Robots.txt is a request, not a technical measure
No browser currently uses robots.txt as a method preventing ordinary users from accessing web pages. It is only there to ask *robots* not to visit certain pages.
Equally, there is as far as I'm aware not even any *ability* for the end-user of archive.org to look up the robots.txt file, and certainly no compulsion on them to do so.
It might have been more plausible if the site owners had tried to sue archive.org for ignoring the robots.txt when they originally crawled the site (though I suspect the fault was probably the host site failing to deliver the robots.txt when requested). But to even consider sueing an archive.org end user for accessing public domain material is ridiculous in the extreme and the very strongly suggests the action of a drowning man clutching a straw.

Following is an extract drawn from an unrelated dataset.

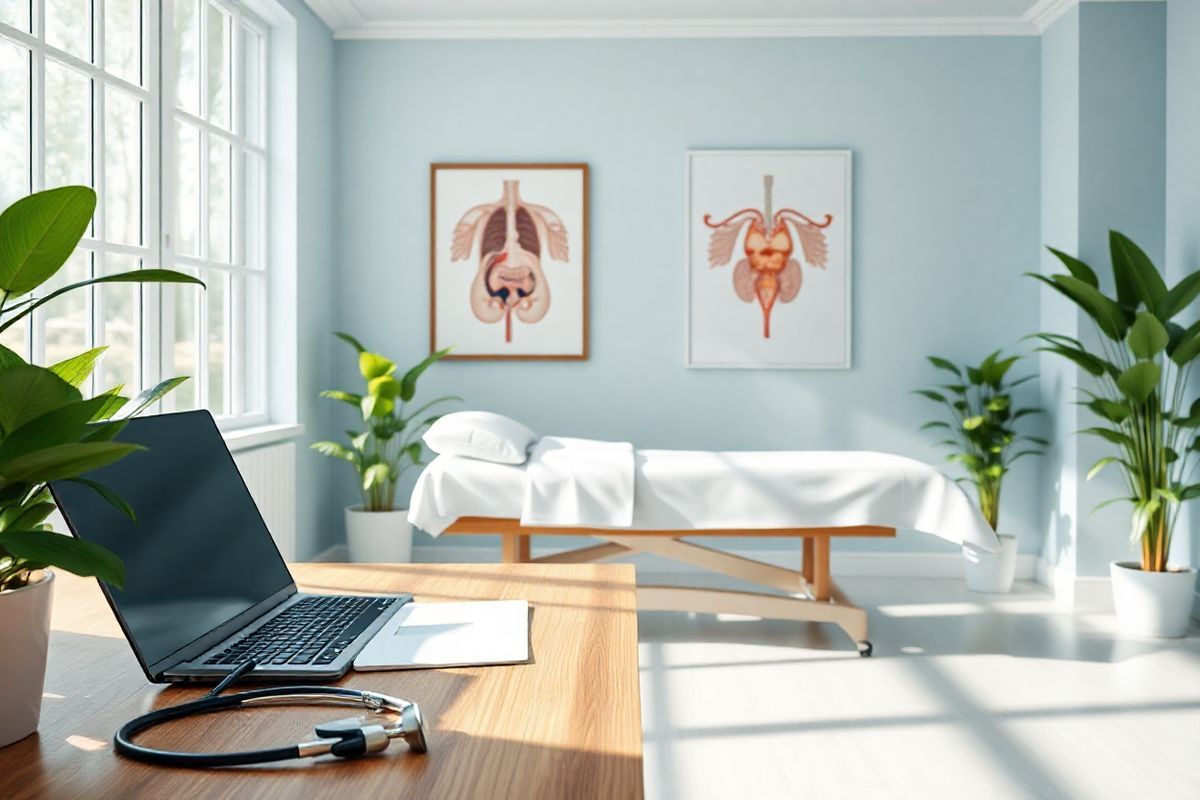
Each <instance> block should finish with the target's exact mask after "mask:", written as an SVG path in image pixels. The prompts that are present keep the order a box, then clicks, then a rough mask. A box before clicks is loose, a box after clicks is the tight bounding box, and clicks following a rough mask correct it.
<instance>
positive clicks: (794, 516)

However, robots.txt is surely just a recommendation followed by many but not all robots, and is not a technical measure. If I put a number of different coloured notices on a board and another notice which say s "please do not read any yellow notices" then that is surely just a request, not a technical measure. Because there is absolutely nothing technical that is *stopping* me from reading the yellow notices. If on the other hand, I had distinguished the yellow notices by putting them into sealed envelopes, that might indeed be viewed as a proper technical measure.
As I see it, robots.txt is only a "please do not read" notice, and if you really don't want people seeing your pages you ought to use a proper technical measure (such as password protection) rather than merely putting a "please do not read" notice on the site.